This past week it seems several frustrating things have happened to me, our little family, and some of the people around us. Yesterday, I had hit my breaking point. You know that point when your just D-O-N-E! I woke up and thought this day has GOT to be better, but nope it just got worse. I wanted to cry all day because of how overwhelmed I've felt recently. If I say exactly what has gone on, I know every one would think those things are so stupid and most people have it a lot worse. I totally understand that. This post is not to go on about how terrible I think things got. Even as I was working today, I thought my problems seem so small compared to theirs. I honestly tried to stay positive, but as I was walking out of work tonight I immediately called my aunt because I knew I needed a little pep talk, which is exaclty what I got. She just listened to my heart then said remember five things you are so thankful and blessed to have. I brushed it off and said I know I'm thankful for at least five things and I'm happy, but I'm just having a rough few days.
After I got off the phone with her and had some time to think, I realized wow, this is exactly what the devil wanted me to do.

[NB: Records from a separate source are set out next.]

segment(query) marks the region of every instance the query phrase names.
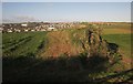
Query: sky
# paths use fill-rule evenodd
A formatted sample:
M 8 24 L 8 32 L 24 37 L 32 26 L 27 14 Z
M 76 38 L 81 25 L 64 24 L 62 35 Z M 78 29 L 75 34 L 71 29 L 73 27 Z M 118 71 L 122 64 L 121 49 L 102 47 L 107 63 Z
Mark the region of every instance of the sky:
M 130 22 L 130 2 L 3 2 L 2 22 Z
M 2 0 L 3 2 L 132 2 L 132 0 Z

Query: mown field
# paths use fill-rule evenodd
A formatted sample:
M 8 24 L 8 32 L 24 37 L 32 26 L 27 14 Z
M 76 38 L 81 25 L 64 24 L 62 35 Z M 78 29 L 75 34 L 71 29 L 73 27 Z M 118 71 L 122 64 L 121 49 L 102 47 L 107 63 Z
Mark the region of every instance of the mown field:
M 103 28 L 102 39 L 119 45 L 122 55 L 120 60 L 119 54 L 114 53 L 116 61 L 112 64 L 105 56 L 86 56 L 85 28 L 3 33 L 3 82 L 131 83 L 130 25 L 100 27 Z

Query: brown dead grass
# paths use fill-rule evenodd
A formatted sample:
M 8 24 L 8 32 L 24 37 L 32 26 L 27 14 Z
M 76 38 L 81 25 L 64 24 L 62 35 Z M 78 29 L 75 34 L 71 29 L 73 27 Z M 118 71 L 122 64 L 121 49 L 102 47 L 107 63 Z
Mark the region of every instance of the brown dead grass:
M 104 29 L 103 34 L 129 34 L 130 29 Z
M 81 49 L 74 46 L 71 42 L 70 34 L 66 31 L 57 31 L 48 33 L 49 44 L 45 52 L 41 56 L 59 56 L 63 53 L 68 55 L 76 55 L 81 52 Z

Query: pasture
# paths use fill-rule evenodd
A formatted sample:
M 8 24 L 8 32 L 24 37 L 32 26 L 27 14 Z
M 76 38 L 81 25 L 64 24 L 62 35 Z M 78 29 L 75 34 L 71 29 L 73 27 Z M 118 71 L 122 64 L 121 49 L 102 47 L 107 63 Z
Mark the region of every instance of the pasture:
M 133 70 L 129 24 L 103 27 L 102 39 L 119 45 L 119 54 L 112 55 L 113 63 L 98 52 L 88 57 L 84 48 L 90 50 L 91 46 L 85 31 L 84 28 L 3 33 L 3 82 L 131 83 Z M 96 38 L 94 40 L 96 42 Z

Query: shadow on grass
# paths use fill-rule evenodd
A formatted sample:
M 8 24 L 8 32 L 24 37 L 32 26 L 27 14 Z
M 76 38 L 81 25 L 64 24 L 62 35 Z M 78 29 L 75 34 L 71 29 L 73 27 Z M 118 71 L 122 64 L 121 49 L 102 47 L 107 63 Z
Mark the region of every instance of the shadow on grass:
M 90 74 L 106 72 L 109 60 L 102 55 L 59 56 L 37 59 L 29 56 L 3 57 L 4 82 L 91 82 L 102 83 L 109 80 L 95 78 Z

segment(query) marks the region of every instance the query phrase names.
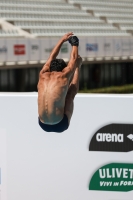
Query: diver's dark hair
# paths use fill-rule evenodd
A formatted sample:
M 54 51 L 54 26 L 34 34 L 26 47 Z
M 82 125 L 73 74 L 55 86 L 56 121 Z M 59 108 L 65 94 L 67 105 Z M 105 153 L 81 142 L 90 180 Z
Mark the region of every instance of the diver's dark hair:
M 51 61 L 50 71 L 61 72 L 66 66 L 67 65 L 63 59 L 54 59 Z

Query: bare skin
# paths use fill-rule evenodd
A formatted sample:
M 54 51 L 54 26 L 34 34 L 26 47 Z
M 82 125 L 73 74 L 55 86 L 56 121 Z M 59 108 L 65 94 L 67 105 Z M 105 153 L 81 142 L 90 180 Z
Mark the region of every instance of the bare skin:
M 72 47 L 70 61 L 62 72 L 50 72 L 49 69 L 50 63 L 58 55 L 61 45 L 72 35 L 73 33 L 68 33 L 61 38 L 40 72 L 38 114 L 40 120 L 45 124 L 59 123 L 64 114 L 67 115 L 70 122 L 72 116 L 73 99 L 79 85 L 79 67 L 82 64 L 82 59 L 78 56 L 78 47 Z

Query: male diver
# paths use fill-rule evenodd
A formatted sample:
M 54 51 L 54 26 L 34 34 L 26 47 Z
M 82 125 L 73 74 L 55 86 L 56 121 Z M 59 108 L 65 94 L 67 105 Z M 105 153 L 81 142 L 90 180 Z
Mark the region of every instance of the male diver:
M 57 59 L 62 44 L 72 45 L 68 65 Z M 79 39 L 73 33 L 65 34 L 52 50 L 39 74 L 38 120 L 46 132 L 63 132 L 68 129 L 73 113 L 73 100 L 79 89 L 79 71 L 82 58 L 78 55 Z

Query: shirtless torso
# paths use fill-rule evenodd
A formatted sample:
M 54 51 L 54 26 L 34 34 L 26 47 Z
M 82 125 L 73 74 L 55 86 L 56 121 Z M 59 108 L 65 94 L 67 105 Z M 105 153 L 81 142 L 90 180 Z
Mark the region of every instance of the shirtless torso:
M 73 113 L 73 100 L 78 91 L 79 69 L 82 59 L 78 56 L 77 43 L 72 46 L 68 65 L 52 66 L 62 44 L 73 35 L 65 34 L 52 50 L 39 75 L 38 115 L 39 125 L 47 132 L 63 132 L 70 124 Z M 78 41 L 78 39 L 77 39 Z M 56 60 L 56 61 L 55 61 Z
M 69 80 L 62 72 L 40 73 L 38 83 L 38 113 L 46 124 L 57 124 L 64 115 Z

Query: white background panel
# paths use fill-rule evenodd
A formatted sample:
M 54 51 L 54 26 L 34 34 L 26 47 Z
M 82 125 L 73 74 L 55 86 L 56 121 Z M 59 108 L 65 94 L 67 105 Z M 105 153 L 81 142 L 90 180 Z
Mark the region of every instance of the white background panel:
M 40 40 L 31 39 L 29 40 L 29 60 L 38 61 L 40 60 Z
M 120 37 L 114 38 L 114 55 L 116 57 L 122 56 L 122 41 Z
M 15 45 L 18 44 L 17 39 L 6 39 L 8 46 L 7 61 L 18 61 L 18 55 L 15 54 Z
M 96 37 L 88 37 L 86 41 L 86 56 L 96 57 L 98 51 L 98 44 Z
M 59 134 L 39 127 L 37 93 L 1 94 L 0 129 L 7 134 L 7 200 L 132 200 L 133 191 L 88 190 L 101 166 L 133 163 L 132 152 L 88 151 L 99 128 L 132 124 L 132 102 L 133 96 L 125 94 L 77 95 L 70 127 Z
M 29 61 L 29 39 L 18 39 L 18 60 Z
M 83 58 L 87 57 L 86 43 L 87 43 L 86 37 L 79 38 L 79 55 Z
M 122 38 L 122 56 L 129 56 L 130 55 L 130 39 L 129 37 Z
M 6 40 L 0 39 L 0 62 L 6 61 L 8 53 L 8 47 L 6 46 Z
M 49 57 L 49 44 L 50 39 L 49 38 L 42 38 L 40 39 L 40 47 L 41 47 L 41 60 L 47 60 Z
M 105 56 L 107 56 L 107 57 L 113 57 L 114 56 L 114 41 L 113 41 L 113 38 L 105 37 L 104 52 L 105 52 Z
M 97 57 L 104 57 L 105 52 L 104 52 L 104 37 L 96 37 L 96 42 L 98 44 L 98 51 L 96 53 Z
M 130 55 L 133 56 L 133 37 L 130 37 L 130 47 L 131 47 L 131 51 L 130 51 Z

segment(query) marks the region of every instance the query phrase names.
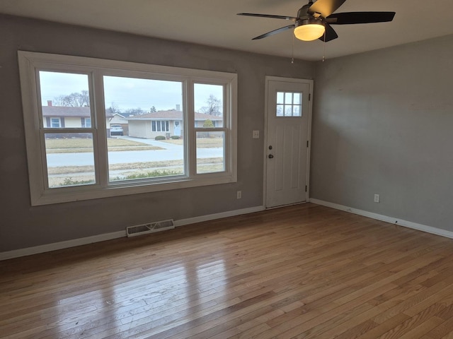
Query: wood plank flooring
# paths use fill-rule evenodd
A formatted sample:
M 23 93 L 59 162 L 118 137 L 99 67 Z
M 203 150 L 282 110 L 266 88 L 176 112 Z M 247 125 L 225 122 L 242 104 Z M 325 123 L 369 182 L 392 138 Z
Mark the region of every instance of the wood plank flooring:
M 0 337 L 453 339 L 453 240 L 314 204 L 0 262 Z

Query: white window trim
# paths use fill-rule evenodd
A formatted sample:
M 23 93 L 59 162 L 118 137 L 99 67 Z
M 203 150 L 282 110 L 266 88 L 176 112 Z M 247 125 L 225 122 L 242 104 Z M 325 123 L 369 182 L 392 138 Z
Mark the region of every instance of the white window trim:
M 237 74 L 23 51 L 19 51 L 18 55 L 32 206 L 226 184 L 237 181 Z M 35 76 L 36 71 L 39 69 L 88 73 L 93 79 L 92 90 L 93 93 L 98 93 L 98 93 L 103 93 L 102 82 L 100 80 L 104 75 L 122 74 L 131 76 L 137 74 L 156 79 L 168 79 L 171 77 L 178 81 L 183 79 L 186 83 L 187 91 L 187 101 L 183 105 L 188 121 L 187 138 L 190 138 L 193 141 L 195 140 L 196 129 L 189 126 L 190 121 L 193 121 L 194 117 L 193 109 L 190 108 L 193 107 L 193 99 L 191 95 L 193 93 L 193 83 L 201 82 L 224 85 L 226 93 L 225 109 L 229 112 L 229 114 L 226 115 L 226 126 L 223 129 L 226 131 L 225 172 L 197 174 L 195 170 L 196 145 L 195 142 L 189 142 L 186 145 L 186 156 L 188 159 L 191 159 L 188 162 L 190 168 L 188 168 L 188 173 L 190 173 L 190 177 L 181 176 L 170 180 L 167 178 L 161 180 L 136 180 L 109 184 L 105 179 L 108 177 L 107 145 L 105 136 L 106 129 L 105 119 L 101 115 L 104 114 L 105 112 L 104 103 L 103 100 L 92 98 L 92 127 L 81 131 L 93 133 L 94 147 L 97 150 L 95 151 L 96 184 L 46 189 L 45 150 L 40 136 L 42 121 L 40 121 L 40 100 Z M 93 121 L 97 122 L 97 126 L 93 126 Z

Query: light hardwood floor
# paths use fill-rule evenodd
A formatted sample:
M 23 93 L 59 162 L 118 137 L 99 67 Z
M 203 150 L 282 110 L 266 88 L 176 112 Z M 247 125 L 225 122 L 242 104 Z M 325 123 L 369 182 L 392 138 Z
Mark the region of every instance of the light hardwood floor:
M 453 338 L 453 240 L 314 204 L 0 262 L 7 338 Z

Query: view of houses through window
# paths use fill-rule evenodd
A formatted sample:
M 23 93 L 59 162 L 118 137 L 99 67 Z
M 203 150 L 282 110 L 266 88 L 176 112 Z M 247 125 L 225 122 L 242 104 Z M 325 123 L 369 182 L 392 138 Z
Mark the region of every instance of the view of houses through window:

Blow off those things that I should be overly thankful for and focus on the bad! So ashamed of myself I immediately started naming things that I was thankful for in my head. The list kept going way longer than 5 blessings! Then I began to reflect on a recent sermon I heard at church. I walked in the door and there was 2 of the biggest blessings I've ever received in my life. My amazing husband who was feeding our beautiful baby girl. The sermon was about the devil and how he tries to drift you away from the truth. While there are storms going on all around us...the sky has been blue the whole entire time. As if your going up in an airplane and its storming, but once you get above the clouds it's nothing but clear blue skys ahead. So my sky has been blue and beautiful the whole entire time, I was just too caught up in the mess that the devil created for me to notice it.
The devil is good. Oh, he is realllll good. He knows just where are weaknesses are and if we don't even know what our weaknesses are then we are in trouble because we wont know what to look out for.
But as I looked at that perfect little angel of ours- nothing else seemed to matter and all was right with the world. Tonight we heard her laugh ...not a coo or giggle, but the belly kinda laugh while she was in the tub and we were trying our hardest to make her smile. It was the greatest thing in the world. My heart immediately was just overflowing with joy. I am so thankful that my aunt reminded me of those first 5 blessings I should immediately think of when things get tough and that the worst circumstances in our life are working together for our GOOD because He loves us. We should consider it pure joy to go through trials because he is strengthening our faith.
I will end it with this quote from the sermon:: "Don't ever let what your going through make you forget who you are going through it with!". Everything is going exactly the way God wants it to and I am gratefuul for that. I know there is a blessing underneath all the mess.